Unless you are truly blessed with a flawless complexion (in which case: Who are you, and are you magic?), chances are almost every kind of pimple that exists has made an appearance on your face at least once in your life. (If you’re like me, that number’s definitely in the thousands). Just like leggings, acne comes in all shapes, colors, and sizes, from under-the-skin and oh-so-painful bumps to those pesky whiteheads you try so hard not to pop. And it’s good to know the various types so you know how best to tackle them.
Two main culprits? Your hormones and clogged pores. “When your sebaceous glands deal with an influx of hormones and extrinsic stimulation, it results in the production of more oil,” says Julie Russak, MD, a New York City dermatologist and the founder of Russak Dermatology Clinic. “You could also have a hair follicle and oil gland plugged by sebum and shedding skin cells, which leads to whiteheads and blackheads.”
“One size definitely doesn’t fit all when it comes to acne.”
Along with the issues that stem from hormones and oil, other breakouts can come from bacteria or, of course, inflammation. “An increase in the colonization of Propionibacterium acnes bacteria or inflammatory mediators can cause acne on the skin,” adds Dr. Russak.
Getting to the root cause of your acne can help you target your treatment. Can you slather on a topical, or will you need to visit a doc? “One size definitely doesn’t fit all when it comes to acne,” notes Lian Mack, MD, a NYC-based dermatologist. “My treatment regimens are carefully crafted to treat each patient’s specific lesions.”
Hey, at least all pimples are unique? (Trying to find a silver lining here.)
Keep reading for your ultimate guide to identifying and treating every kind of pimple.
This type of acne is small but mighty (as far as annoyance goes, anyway). Comedonal pimples are those pesky blackheads and whiteheads that spring up like minuscule mountains.
Where do they come from? “These happen when oil and dead skin cells block pores,” says Dr. Russak. “If the blocked pore stays open, it can look black, which is where the blackhead’s name come from.

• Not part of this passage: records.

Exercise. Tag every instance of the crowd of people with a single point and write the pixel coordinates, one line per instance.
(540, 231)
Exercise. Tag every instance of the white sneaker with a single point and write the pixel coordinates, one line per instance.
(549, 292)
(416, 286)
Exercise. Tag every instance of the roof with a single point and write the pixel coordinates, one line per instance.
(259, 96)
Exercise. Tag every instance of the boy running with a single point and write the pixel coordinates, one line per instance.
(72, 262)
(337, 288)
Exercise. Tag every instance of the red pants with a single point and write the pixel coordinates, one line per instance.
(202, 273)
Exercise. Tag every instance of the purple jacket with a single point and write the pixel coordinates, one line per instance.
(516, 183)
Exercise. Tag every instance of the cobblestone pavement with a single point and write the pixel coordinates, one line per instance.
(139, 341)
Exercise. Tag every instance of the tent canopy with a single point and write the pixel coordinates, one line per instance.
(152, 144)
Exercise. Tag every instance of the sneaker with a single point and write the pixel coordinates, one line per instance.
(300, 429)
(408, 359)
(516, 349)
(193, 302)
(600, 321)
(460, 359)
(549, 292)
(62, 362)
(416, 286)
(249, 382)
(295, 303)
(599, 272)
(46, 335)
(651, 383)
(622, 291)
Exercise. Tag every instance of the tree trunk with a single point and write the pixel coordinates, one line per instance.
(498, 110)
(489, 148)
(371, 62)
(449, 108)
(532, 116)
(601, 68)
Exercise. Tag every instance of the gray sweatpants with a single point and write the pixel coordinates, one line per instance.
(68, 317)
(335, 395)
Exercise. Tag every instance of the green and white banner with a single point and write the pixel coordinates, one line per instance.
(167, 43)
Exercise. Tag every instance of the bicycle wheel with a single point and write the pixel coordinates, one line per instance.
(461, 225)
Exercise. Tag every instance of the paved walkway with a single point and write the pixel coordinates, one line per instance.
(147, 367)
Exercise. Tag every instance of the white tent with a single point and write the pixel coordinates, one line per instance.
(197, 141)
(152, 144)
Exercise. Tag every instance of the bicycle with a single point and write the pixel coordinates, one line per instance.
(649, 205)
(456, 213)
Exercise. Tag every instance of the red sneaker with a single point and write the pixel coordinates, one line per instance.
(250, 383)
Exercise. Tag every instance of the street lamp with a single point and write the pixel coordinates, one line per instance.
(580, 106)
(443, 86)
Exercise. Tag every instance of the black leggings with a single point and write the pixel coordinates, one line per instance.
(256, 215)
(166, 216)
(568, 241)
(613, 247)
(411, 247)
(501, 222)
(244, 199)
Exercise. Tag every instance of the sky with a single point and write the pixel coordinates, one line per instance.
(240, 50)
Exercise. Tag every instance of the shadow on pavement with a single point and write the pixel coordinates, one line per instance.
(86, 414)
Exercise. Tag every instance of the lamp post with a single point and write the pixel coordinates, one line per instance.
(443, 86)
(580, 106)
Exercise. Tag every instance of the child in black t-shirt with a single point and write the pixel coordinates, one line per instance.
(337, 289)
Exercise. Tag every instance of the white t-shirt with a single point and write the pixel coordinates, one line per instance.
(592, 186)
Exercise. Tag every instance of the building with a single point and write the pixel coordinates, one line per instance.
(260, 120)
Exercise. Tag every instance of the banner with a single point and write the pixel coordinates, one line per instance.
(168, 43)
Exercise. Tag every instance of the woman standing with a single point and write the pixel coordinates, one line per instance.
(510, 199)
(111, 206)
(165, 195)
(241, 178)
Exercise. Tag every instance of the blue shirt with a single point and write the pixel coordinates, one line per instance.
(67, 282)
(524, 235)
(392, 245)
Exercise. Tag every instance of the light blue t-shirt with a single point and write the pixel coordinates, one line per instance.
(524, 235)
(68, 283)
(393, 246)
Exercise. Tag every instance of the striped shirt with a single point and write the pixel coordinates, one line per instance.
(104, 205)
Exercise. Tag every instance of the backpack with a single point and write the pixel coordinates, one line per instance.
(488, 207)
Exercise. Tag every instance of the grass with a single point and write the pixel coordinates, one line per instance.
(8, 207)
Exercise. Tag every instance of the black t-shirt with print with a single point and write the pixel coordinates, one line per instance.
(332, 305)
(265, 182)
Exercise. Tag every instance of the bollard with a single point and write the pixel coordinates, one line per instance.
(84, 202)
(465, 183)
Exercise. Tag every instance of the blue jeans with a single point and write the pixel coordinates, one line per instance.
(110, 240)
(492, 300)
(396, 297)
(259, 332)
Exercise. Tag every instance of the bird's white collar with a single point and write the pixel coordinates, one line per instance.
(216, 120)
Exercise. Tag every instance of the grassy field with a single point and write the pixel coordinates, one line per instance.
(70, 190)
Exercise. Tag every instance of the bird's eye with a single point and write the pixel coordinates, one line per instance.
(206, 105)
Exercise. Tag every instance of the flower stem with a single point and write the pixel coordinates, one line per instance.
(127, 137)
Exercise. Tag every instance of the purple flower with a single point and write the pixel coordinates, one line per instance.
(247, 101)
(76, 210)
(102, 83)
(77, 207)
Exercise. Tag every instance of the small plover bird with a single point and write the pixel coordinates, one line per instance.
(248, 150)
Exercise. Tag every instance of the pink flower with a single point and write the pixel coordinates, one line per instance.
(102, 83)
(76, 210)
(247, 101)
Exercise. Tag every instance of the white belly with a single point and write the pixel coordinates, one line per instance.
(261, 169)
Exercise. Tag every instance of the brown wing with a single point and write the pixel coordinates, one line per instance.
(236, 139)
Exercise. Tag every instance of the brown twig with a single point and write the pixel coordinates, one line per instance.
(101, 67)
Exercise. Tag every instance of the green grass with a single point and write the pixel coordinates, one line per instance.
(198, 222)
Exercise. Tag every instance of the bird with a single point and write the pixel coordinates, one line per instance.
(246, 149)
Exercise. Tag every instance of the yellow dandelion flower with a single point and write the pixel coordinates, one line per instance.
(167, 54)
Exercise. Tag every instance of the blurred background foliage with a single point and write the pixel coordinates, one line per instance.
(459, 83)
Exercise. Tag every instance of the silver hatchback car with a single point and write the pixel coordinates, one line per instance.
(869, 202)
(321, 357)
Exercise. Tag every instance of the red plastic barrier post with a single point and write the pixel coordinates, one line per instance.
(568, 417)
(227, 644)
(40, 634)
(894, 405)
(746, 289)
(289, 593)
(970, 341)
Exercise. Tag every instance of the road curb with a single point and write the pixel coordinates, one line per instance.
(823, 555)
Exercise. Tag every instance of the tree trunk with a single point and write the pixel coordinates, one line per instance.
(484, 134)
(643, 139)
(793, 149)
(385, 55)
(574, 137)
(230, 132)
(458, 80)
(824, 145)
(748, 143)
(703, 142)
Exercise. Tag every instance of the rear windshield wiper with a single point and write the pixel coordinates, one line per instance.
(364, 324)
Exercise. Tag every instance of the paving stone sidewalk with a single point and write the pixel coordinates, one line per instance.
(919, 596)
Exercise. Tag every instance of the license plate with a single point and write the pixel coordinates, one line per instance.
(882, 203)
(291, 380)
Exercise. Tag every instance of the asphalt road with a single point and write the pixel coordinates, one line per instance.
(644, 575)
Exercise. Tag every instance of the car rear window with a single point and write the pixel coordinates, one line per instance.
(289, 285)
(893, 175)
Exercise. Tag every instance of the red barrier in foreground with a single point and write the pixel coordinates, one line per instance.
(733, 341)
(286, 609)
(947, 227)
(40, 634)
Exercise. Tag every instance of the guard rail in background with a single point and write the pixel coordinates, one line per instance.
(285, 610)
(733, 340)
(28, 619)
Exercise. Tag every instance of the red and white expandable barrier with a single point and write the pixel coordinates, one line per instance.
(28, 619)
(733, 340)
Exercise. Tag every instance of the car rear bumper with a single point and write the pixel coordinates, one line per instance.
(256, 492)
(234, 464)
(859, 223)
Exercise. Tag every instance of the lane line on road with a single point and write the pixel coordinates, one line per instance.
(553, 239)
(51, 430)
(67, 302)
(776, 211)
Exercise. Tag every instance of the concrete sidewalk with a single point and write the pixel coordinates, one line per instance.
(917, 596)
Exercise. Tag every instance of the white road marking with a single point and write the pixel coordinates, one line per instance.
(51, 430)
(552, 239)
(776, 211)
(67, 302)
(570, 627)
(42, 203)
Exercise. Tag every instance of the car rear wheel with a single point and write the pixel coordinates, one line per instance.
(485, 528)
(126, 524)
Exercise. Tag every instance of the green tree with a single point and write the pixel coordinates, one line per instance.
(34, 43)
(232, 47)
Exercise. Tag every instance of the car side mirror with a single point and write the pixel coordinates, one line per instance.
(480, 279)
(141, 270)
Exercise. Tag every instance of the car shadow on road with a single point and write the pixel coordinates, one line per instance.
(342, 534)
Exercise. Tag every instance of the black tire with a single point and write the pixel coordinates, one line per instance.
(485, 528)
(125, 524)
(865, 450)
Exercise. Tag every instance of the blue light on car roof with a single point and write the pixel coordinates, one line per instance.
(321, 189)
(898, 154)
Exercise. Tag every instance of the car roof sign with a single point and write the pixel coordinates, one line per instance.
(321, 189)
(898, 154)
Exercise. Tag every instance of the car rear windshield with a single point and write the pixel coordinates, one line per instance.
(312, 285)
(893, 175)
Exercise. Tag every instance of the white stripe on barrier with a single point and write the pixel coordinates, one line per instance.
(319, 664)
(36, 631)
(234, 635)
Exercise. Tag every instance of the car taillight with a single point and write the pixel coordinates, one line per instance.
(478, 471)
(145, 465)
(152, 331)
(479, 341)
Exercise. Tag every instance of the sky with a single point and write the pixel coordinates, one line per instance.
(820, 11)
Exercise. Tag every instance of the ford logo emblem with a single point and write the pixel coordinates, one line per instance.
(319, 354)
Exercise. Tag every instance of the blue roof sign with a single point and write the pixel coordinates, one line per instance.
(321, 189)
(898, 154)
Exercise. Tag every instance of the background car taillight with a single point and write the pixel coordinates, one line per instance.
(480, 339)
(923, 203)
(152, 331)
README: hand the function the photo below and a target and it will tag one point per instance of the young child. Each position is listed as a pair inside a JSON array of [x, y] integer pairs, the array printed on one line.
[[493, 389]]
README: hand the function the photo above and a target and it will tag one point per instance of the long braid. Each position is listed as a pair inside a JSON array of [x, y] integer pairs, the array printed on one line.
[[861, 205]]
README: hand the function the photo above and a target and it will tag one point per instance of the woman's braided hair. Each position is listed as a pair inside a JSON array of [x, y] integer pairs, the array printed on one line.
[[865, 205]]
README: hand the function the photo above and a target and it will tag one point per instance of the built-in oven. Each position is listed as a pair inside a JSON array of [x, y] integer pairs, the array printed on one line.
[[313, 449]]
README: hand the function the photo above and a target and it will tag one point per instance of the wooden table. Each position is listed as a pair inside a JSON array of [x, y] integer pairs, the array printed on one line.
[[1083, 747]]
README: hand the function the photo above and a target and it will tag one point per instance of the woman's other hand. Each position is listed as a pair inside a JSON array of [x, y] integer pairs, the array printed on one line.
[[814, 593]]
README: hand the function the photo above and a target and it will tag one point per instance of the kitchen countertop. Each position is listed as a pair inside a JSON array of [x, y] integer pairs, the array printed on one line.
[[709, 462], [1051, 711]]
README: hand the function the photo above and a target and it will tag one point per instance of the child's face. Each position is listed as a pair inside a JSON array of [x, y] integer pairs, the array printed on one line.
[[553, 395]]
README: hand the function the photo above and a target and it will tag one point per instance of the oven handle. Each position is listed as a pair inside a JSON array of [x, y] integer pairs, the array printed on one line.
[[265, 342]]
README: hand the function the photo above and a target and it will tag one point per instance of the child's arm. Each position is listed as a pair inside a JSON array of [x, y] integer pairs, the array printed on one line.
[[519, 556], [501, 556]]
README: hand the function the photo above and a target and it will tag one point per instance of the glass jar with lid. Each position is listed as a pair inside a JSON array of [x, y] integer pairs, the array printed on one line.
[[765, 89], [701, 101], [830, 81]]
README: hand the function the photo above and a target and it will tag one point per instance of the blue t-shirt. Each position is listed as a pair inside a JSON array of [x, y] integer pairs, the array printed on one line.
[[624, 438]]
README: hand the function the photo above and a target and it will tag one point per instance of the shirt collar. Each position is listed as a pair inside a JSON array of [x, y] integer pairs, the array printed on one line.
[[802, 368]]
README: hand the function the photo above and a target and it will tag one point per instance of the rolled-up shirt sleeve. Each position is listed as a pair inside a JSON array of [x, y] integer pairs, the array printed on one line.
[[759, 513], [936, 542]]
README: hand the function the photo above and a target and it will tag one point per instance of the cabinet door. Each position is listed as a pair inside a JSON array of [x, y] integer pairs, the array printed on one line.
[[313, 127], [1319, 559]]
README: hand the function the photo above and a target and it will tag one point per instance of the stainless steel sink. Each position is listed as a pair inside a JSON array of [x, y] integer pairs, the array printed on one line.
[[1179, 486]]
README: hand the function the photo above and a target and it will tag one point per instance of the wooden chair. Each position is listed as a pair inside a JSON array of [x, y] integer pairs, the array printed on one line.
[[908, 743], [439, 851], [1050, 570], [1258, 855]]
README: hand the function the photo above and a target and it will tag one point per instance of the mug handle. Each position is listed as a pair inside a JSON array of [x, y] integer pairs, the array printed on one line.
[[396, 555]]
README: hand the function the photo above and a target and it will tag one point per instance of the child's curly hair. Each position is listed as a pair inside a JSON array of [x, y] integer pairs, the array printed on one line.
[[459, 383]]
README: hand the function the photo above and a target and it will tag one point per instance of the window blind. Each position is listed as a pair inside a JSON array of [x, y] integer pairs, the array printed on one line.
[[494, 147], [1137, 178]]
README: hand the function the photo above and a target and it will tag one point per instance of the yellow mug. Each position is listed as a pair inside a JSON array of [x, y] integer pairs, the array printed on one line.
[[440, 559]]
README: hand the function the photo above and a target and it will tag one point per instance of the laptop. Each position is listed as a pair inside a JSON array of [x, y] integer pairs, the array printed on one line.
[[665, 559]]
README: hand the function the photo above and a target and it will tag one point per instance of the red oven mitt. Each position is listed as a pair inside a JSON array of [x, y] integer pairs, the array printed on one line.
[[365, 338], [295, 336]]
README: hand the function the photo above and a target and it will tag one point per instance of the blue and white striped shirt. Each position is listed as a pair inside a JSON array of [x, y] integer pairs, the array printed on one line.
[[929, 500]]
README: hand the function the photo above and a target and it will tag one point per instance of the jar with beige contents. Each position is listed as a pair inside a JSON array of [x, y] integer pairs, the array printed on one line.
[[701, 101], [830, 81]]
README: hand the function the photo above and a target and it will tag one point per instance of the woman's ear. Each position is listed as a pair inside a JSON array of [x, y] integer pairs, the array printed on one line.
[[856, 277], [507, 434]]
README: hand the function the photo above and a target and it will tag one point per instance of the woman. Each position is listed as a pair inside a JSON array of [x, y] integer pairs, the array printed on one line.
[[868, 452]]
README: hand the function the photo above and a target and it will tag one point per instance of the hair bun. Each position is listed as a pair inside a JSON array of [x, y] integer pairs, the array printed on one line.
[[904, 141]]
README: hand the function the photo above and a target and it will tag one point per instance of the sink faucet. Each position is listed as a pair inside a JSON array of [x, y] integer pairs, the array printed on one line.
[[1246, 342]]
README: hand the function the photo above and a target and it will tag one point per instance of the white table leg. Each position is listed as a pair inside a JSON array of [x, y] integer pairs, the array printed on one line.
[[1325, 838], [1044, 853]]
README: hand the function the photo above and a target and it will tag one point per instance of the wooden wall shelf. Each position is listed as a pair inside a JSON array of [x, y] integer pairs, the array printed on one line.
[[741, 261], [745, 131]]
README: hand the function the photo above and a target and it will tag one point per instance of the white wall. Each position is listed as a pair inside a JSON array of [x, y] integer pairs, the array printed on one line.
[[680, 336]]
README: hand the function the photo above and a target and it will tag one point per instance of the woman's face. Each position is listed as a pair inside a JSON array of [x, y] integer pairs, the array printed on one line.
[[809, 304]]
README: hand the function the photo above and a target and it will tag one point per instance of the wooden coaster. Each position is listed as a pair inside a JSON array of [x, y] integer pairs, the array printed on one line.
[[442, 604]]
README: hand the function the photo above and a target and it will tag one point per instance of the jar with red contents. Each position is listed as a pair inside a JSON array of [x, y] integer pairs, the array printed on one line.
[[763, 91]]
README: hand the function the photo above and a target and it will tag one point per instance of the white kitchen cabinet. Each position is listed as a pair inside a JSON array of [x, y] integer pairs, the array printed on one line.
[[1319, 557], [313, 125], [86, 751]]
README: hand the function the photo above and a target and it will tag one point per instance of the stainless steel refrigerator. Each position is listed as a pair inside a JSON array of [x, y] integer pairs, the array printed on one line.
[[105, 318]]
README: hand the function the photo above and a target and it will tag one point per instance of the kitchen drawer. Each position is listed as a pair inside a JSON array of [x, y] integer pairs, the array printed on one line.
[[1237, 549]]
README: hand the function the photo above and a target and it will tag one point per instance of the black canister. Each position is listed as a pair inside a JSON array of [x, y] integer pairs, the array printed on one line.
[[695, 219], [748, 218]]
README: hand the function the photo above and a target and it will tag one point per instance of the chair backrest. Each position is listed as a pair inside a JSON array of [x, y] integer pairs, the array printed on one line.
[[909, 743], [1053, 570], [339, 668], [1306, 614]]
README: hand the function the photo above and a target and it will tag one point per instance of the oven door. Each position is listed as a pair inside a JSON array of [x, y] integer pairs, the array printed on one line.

If it stays open, the top of the bump looks more white.” Hence its name.
How to deal: Firstly—do not pop. (Seriously! But if you’re going to ignore my advice, please at least pop it correctly). Dr. Russak says this can type of acne can be addressed by a facial, during which an aesthetician or derm may do a professional extraction. You could also opt for spot treatments, many of which can be found in your kitchen.
As you know, inflammation can cause everything from gut issues to chronic diseases—and it can rear its (unsightly) head on your face in the form of pimples. These are typically either papules or pustules. Papules are hard-to-the-touch comedones that show up in red or pink bumps, while pustules are irritated, whitehead-looking lesions that usually contain pus.
Where do they come from? Inflammation stems from inside—namely, your diet. As Nicholas Perricone, MD, the OG of inflammation research has said, avoid skin-sabotaging triggers like processed foods, sugar, starch, glycemic spikes, and stress.
How to deal: Dr. Russak says that inflammatory acne is treated topically or with oral medications. It can take a few months to see improvement.
Nodulocystic acne is the scientific name for the painful type of pimples you typically call cysts. “This type of acne is characterized by deep, painful cysts that often leads to scarring,” says Dr. Mack.
Where do they come from? Essentially, they pop up when things get all wonky on your skin. “These happen when blocked pores get increasingly irritated,” explains Dr. Russak. “They grow bigger, go deeper into the skin, and hurt to the touch. Nodules are more hard, while cysts tend to be softer and contain pus.”
How to deal: You could get an injection, which helps diminish the size of the pimple within a few hours, says Dr. Russak. Sometimes derms will prescribe oral antibiotics. But the goal is to minimize oil production, so topicals like retinol will help, as well as regular exfoliation.
Along with menstruation comes the ebb and flow of hormones, which sometimes show up as hormonal acne (a fun addition to PMS—ugh). “I see a number of female patients with hormonally-driven acne in their 20s and 30s,” says Dr. Mack. “It typically occurs on the lower third of the face and presents as firm, pink bumps.”
Where do they come from? Some women just can’t process hormones correctly. According to hormone whisperer Alisa Vitti, a buildup of estrogen and testosterone can accumulate in your system. When the surplus isn’t able to be properly eliminated, it can trigger a breakout.
How to deal: Dr. Mack explains that this acne type can be treated topically or through oral medications like spironolactone (which helps block the effects of testosterone on the skin). As far as serums go, look for anything that speeds up the cellular process (antioxidants, retinol, and enzyme peels). Treating through your diet can also be effective. Vitti advises avoiding inflammatory foods, piling on the greens, and supporting healthy bacteria in your gut.